ROSA Architecture Decision Checklist
This content is authored by Red Hat experts, but has not yet been tested on every supported configuration.
Use this checklist when planning a new ROSA deployment or reviewing an existing one. Each item captures a key decision, a safe default, and a pointer to the full rationale in the ROSA Best Practices and Recommendations guide.
Work through the phases in order. Phases 1 and 2 lock in decisions that are hard or impossible to change later; phases 3 and 4 can iterate as workloads evolve. The quick-reference summary at the end lists every decision point with its safe default on one page.

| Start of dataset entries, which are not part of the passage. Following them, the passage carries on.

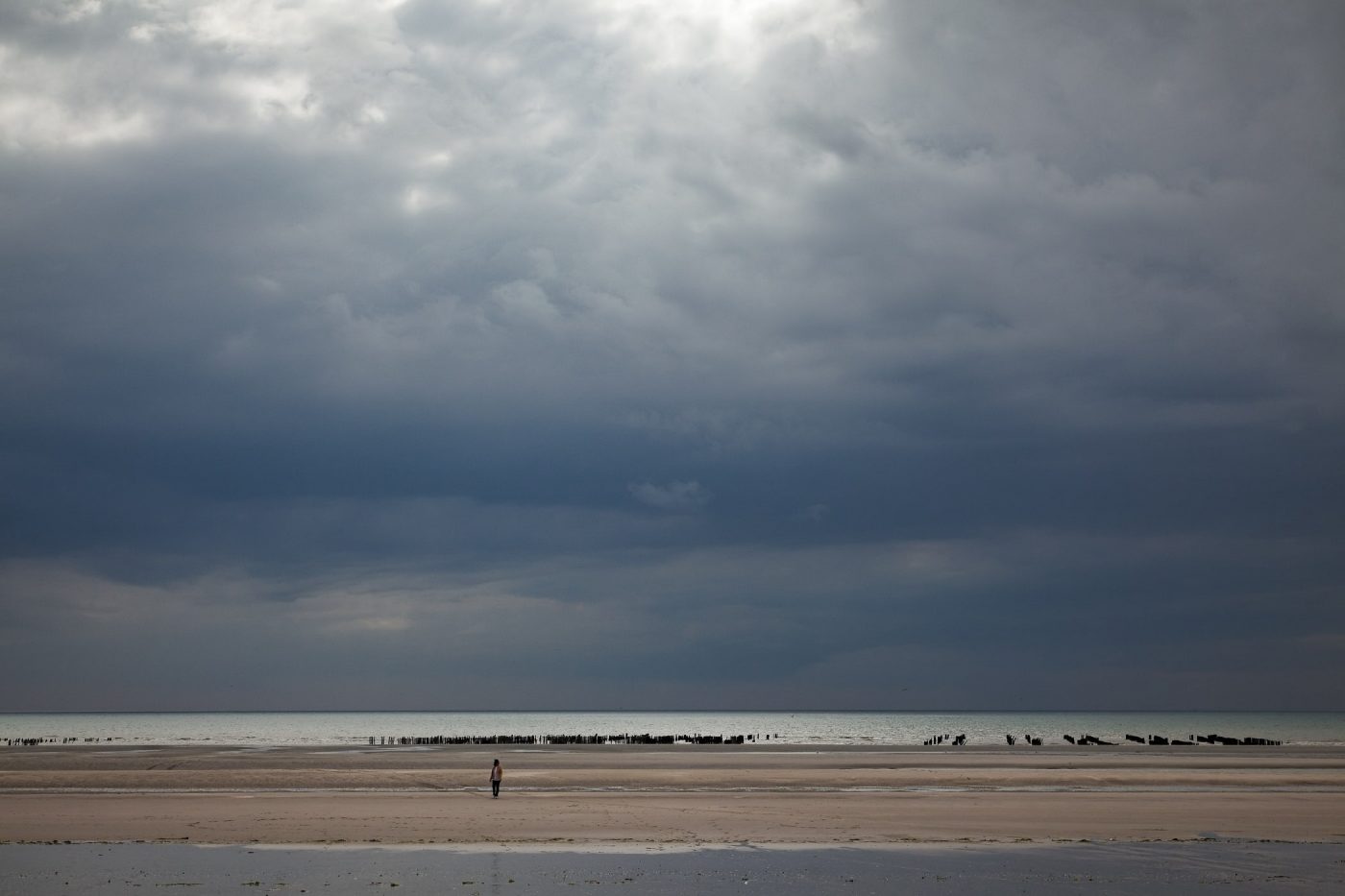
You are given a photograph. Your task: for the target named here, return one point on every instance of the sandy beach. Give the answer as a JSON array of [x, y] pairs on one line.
[[689, 795], [692, 819]]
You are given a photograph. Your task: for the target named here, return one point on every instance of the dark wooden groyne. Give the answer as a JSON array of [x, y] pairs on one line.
[[557, 740]]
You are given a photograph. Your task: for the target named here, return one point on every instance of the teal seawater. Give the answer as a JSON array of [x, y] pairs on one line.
[[322, 728]]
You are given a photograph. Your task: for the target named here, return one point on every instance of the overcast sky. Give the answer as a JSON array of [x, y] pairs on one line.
[[631, 354]]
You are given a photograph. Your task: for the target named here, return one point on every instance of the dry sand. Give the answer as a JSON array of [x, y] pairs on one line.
[[591, 797]]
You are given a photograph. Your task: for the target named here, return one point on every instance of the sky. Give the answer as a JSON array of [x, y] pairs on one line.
[[628, 354]]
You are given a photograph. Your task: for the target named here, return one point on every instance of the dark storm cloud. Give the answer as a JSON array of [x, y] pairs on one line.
[[849, 354]]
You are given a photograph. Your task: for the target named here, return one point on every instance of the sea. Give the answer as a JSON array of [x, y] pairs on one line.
[[877, 728]]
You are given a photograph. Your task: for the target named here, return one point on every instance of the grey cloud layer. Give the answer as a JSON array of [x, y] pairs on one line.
[[783, 346]]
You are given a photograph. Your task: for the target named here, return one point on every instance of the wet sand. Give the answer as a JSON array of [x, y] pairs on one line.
[[1115, 869]]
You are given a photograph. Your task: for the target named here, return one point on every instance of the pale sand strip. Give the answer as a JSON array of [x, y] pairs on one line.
[[780, 795]]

Phase 1: Pre-provisioning (before rosa create cluster)
Decisions in this phase are difficult to reverse after cluster creation.
1. Cluster model
| Decision | ROSA with Hosted Control Planes (HCP) or ROSA Classic? |
| Safe default | HCP for new deployments. |
| When to deviate | Large existing Classic fleet mid-migration; Spot Instance machine pools (Classic only). |
| Full rationale | Fundamental architecture and the paradigm shift |
2. VPC, CIDR, and Availability Zones
This is the most consequential network decision you will make. Machine, pod, and service CIDRs cannot be changed after cluster creation. Undersizing limits your maximum node count and pods-per-node ceiling for the life of the cluster. When a cluster runs out of address space the only remediation is standing up additional clusters, which introduces cross-cluster routing, split deployment decisions, service mesh or federation complexity, and operational overhead that compounds over time. Run the numbers with the OpenShift Network Calculator and validate with your network team before you provision.

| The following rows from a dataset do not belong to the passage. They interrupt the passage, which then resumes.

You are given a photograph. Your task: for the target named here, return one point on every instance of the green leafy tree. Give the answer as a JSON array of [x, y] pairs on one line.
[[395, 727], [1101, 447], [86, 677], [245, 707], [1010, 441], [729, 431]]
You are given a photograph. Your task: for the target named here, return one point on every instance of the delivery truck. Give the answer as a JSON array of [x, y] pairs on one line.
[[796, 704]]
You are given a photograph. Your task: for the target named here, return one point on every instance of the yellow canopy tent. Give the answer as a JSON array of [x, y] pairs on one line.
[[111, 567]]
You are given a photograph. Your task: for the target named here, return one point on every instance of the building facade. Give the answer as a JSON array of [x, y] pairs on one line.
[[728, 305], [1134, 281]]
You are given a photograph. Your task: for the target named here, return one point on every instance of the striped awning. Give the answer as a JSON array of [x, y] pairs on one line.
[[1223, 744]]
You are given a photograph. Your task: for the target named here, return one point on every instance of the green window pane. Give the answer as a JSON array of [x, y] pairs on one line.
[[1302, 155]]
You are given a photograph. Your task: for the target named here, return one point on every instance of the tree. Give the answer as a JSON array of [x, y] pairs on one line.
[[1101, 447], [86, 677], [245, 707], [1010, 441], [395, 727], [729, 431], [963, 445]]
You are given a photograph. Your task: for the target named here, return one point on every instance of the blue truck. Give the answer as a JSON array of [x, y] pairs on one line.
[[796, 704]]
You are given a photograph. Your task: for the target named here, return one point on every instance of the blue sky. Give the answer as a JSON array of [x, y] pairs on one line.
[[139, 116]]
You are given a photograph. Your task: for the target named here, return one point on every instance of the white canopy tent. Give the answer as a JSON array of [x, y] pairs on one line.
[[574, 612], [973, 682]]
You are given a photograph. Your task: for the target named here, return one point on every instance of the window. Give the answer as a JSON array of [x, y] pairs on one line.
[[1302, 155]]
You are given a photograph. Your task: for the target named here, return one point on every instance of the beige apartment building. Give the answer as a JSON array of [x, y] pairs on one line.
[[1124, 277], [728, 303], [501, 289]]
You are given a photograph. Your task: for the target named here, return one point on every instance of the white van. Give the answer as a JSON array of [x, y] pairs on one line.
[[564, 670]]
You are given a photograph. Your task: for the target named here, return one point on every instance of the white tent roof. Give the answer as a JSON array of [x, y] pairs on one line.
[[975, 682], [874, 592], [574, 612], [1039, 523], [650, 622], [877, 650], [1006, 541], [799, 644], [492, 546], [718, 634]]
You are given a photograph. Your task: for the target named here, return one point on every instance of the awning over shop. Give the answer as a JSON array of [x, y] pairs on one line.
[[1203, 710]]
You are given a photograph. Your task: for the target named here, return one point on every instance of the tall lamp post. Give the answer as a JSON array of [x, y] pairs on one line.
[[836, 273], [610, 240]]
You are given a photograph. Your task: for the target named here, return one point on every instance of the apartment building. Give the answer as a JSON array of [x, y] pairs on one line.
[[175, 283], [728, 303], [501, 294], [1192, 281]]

| Decision | How many AZs? What CIDR ranges for machine, pod, and service networks? |
| Safe default | 3 AZs for production. Use ROSA defaults (machine 10.0.0.0/16, pod 10.128.0.0/14, service 172.30.0.0/16, host prefix 23) unless IPAM or federation requires otherwise. Plan /22 or larger for machine CIDR when approaching 500 workers. Keep pod, service, and machine CIDRs unique across on-premises and cloud networks if you need routable connectivity later. |
| When to deviate | Dev/test can use fewer AZs. Existing enterprise IPAM may dictate non-default ranges, but never go below the HCP minimums (/25 single-AZ, /24 multi-AZ) and always leave headroom for growth beyond your day-1 node count. |
| Full rationale | VPC and CIDR architecture , OpenShift Network Calculator |
3. Cluster API and network exposure
| Decision | Private or public API? Private or public application ingress? |
| Safe default | Private API, private default ingress. Add a dedicated edge VPC for internet-facing workloads. |
| When to deviate | Dev/sandbox where public API simplifies access; non-regulated workloads where public Routes are acceptable. |
| Full rationale | Private clusters, landing-zone ingress, and application DNS/TLS |
4. Egress model
| Decision | Zero-egress, proxy/firewall egress, or unrestricted NAT? |
| Safe default | Zero-egress or centralized firewall/proxy via Transit Gateway for regulated estates. |
| When to deviate | Teams that need full internet for rapid iteration (dev clusters, PoCs). |
| Full rationale | Zero-Egress and Secure Egress architectures |
5. IAM, STS, and OIDC
| Decision | Have you created STS roles, OIDC config, and scoped IAM policies? |
| Safe default | Always STS mode. Create a reusable OIDC configuration shared across clusters. Scope every role to least privilege. |
| When to deviate | Rarely. Static IAM keys are a gap to close, not a design choice. |
| Full rationale | Identity and Access Management through STS and OIDC |
6. Encryption at rest
| Decision | AWS-managed keys or customer-managed keys (CMK/BYOK) in KMS? |
| Safe default | CMK for regulated or multi-tenant estates; separate keys for data, backups, and audit. |
| When to deviate | Non-regulated, single-tenant environments where AWS-managed keys are acceptable. |
| Full rationale | Security, identity, and encryption on AWS |
7. Instance types and machine pools
| Decision | Which EC2 family? Graviton (ARM) or x86? Multiple pool sizes? |
| Safe default | Current-gen general-purpose (e.g. m6i/m7g); evaluate Graviton when images are multi-arch. Use multiple pools to isolate noisy workloads (batch, GPU, ingress). |
| When to deviate | Memory- or compute-optimized families for specialized tiers (databases, ML). |
| Full rationale | Instance Type Optimization and Graviton , Worker memory, allocatable capacity, and mixed machine pools |
8. AWS service quotas
| Decision | Have you reviewed and raised quotas for VPC, ELB, EC2, and ROSA limits in your target region? |
| Safe default | Review defaults during architecture review, not the day before cutover. |
| Full rationale | Reliability scope, quotas, and backups |
Phase 2: Day-1 cluster configuration (first hours after creation)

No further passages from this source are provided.